The problem is not laziness. The problem is that humans are physically poor at handling large volumes of loosely structured text — especially when wording shifts between versions, a project has many components, and requirements and test cases are scattered across different documents.

I didn't want an executor. I wanted a twin: an agent that already knows the project context, understands the document hierarchy, and can reason at the level of meaning — "what is being tested here", "what does this overlap with", "what is missing". And one that runs entirely locally, without a single byte leaving the company perimeter.


Why Not the Cloud

Technically, the simplest path is to connect a cloud LLM and build RAG on top of it. That can be done in a few days.

In my case, that option wasn't on the table — for several reasons at once.

Confidentiality. The product the team works on is a proprietary development. The documentation contains commercially sensitive information. Sending technical specifications to an external LLM service creates legal risks and directly violates obligations to the client.

Dependency on external infrastructure. Access to cloud APIs can be restricted — and not only for technical reasons. The geopolitical situation has a real impact on service availability: without a dedicated VPN, accessing large models simply isn't possible. Add the risk of cloud infrastructure outages and the inability to pay officially — and the picture is complete.

Cost and predictability. A local system operates independently of external infrastructure and generates no variable operating costs.

So I set a hard constraint:

Not a single byte of internal documentation should leave the working machine.

This made the task harder, but also more interesting.


What RAG Is and Why It's Necessary

An LLM on its own is a poor source of truth for internal documentation. It knows nothing about a specific product — especially if your documentation isn't available online. Ask it a direct question and it will either refuse to answer or start "making up" a plausible but incorrect response. This phenomenon is known in the professional community as hallucination.

In QA, hallucinations are unacceptable.

RAG (Retrieval-Augmented Generation) solves this problem: before generating a response, the system finds relevant fragments from the knowledge base and passes them into the model's context.
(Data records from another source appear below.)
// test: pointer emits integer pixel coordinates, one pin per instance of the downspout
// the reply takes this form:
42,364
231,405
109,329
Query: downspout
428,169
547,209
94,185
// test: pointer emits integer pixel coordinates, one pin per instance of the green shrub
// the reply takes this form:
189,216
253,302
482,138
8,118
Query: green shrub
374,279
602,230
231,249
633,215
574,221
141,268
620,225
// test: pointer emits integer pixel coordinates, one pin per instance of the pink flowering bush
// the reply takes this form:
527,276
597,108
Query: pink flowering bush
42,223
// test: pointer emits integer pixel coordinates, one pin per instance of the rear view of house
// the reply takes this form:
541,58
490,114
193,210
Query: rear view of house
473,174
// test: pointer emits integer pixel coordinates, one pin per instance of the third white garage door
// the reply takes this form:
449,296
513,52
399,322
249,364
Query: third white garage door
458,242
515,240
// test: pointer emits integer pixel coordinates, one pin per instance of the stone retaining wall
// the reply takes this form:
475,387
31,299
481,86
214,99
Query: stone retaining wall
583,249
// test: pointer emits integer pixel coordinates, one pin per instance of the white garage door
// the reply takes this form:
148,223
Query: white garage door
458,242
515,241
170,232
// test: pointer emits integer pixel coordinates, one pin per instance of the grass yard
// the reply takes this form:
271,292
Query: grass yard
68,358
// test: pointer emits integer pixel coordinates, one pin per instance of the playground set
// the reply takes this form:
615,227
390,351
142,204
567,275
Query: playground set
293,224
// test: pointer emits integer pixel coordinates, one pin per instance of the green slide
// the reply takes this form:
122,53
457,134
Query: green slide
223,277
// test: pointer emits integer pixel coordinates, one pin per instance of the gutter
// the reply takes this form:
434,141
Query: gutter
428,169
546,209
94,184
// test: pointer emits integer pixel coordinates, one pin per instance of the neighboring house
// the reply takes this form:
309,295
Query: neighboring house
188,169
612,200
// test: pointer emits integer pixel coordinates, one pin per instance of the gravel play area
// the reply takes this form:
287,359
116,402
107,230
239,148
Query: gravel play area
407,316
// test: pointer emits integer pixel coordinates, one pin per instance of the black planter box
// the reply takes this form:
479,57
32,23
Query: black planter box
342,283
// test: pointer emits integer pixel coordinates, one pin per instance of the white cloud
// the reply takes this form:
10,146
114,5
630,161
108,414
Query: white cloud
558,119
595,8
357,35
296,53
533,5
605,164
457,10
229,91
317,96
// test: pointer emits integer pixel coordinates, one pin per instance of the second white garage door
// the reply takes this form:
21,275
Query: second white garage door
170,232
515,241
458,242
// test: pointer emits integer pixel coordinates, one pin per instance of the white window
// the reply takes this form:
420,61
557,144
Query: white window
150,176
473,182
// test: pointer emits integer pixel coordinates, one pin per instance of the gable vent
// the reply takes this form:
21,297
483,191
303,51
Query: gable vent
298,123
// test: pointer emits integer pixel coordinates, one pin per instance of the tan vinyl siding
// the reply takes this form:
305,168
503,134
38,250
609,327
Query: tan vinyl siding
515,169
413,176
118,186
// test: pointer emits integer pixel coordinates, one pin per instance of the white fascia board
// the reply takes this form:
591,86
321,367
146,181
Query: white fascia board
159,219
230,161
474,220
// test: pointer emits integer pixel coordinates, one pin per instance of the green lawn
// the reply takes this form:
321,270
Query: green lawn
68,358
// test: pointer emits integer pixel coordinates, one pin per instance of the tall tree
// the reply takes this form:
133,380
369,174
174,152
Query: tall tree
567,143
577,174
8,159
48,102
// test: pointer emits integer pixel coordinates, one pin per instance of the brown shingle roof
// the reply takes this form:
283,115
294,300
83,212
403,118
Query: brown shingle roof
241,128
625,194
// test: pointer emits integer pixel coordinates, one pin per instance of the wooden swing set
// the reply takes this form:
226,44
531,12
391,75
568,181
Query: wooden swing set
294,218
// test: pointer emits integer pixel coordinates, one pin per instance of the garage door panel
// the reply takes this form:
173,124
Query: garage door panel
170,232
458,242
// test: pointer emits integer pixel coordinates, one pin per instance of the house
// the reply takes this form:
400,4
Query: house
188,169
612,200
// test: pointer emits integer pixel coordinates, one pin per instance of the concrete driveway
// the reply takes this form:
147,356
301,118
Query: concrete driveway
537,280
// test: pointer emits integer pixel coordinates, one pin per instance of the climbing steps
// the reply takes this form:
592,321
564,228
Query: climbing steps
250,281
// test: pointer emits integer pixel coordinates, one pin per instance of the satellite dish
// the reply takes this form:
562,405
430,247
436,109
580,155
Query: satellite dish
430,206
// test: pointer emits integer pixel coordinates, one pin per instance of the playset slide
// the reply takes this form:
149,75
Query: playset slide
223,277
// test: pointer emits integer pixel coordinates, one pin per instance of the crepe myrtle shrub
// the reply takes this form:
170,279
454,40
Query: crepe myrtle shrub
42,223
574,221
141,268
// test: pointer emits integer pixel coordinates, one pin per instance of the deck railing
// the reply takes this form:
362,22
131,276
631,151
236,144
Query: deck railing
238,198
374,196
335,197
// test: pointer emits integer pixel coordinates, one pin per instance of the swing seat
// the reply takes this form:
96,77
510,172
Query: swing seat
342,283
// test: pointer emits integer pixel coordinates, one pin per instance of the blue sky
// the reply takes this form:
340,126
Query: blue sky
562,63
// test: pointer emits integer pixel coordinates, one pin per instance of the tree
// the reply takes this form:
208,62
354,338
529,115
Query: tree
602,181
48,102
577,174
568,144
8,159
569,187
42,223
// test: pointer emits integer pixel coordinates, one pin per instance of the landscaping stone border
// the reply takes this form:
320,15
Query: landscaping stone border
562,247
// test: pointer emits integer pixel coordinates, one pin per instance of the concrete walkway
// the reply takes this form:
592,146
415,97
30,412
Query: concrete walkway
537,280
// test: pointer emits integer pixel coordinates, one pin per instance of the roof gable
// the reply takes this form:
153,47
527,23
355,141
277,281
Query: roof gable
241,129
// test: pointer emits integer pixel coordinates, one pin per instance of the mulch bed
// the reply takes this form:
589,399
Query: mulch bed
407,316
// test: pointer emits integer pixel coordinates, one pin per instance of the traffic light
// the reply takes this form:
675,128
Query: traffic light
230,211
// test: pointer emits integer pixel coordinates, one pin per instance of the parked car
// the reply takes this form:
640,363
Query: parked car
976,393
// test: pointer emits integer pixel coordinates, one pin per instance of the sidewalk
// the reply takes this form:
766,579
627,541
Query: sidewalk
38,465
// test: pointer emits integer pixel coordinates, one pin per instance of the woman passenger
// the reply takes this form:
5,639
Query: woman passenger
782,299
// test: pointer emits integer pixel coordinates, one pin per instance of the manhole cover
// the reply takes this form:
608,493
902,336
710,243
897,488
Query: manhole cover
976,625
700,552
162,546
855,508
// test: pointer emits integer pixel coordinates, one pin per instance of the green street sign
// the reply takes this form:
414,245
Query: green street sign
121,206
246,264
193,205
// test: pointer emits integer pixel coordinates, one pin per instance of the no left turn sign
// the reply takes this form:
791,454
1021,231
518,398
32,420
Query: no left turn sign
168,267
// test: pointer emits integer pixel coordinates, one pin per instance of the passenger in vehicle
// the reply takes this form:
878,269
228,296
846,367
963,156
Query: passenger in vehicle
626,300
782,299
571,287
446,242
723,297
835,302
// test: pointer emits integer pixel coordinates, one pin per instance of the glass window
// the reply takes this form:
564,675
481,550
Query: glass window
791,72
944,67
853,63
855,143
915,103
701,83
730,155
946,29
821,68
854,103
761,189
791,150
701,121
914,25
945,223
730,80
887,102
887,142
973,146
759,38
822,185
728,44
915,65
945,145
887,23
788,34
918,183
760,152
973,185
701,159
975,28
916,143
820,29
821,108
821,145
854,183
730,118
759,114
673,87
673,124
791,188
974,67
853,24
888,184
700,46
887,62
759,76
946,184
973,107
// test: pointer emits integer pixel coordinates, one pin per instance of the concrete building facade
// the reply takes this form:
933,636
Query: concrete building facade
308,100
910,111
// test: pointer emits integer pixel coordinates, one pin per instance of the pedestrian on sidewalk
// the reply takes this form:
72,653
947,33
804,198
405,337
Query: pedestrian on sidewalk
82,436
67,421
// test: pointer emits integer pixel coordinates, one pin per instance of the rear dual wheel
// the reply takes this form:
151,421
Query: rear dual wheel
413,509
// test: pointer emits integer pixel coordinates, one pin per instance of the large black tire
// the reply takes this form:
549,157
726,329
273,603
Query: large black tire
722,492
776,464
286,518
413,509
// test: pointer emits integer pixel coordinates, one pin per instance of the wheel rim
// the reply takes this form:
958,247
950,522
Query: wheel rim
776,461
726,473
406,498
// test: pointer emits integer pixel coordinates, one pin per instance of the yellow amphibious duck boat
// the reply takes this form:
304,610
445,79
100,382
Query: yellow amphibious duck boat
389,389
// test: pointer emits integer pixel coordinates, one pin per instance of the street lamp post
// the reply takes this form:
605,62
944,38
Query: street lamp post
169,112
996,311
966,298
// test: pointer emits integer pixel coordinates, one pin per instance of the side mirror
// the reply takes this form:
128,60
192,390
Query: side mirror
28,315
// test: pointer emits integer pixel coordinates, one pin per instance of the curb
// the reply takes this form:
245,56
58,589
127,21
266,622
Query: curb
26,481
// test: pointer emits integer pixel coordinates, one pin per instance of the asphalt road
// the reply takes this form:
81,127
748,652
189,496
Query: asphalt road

The model answers not "from memory" but based on real data explicitly provided to it.

User question
Search for relevant fragments in the knowledge base
Pass fragments + question to LLM as context
Answer based on real data

The model becomes not a source of knowledge, but a tool for interpreting existing information. The key advantage: when documentation changes, there is no need to retrain the model — just re-index the updated documents.


RAG Evolution: How I Chose the Complexity Level

RAG is not a single fixed approach. Over the past few years, a clear evolution of complexity levels has emerged: from naively dumping an entire document into a prompt to full-fledged agentic systems with knowledge graphs.

LevelNameApproachSearch methodIn project
0Naive RAGEntire document → into promptNo search
1Basic RAGFixed-size chunks + cosine similarityDense only
2Hybrid RAGDense + Sparse + RerankerDense + BM25 + RerankCurrent
3Structured RAGMetadata, filters, document hierarchyFiltered searchCurrent
4Agentic RAGLLM plans query chains, multi-hopIterativeNext step
5Graph RAGKnowledge Graph over vectorsGraph + DenseFuture

Level 0 — Naive. The entire document is placed in the prompt. Works for small files, but unusable for a large knowledge base: every model's context window is limited, and token cost (even in local inference — measured in time) makes the approach unviable.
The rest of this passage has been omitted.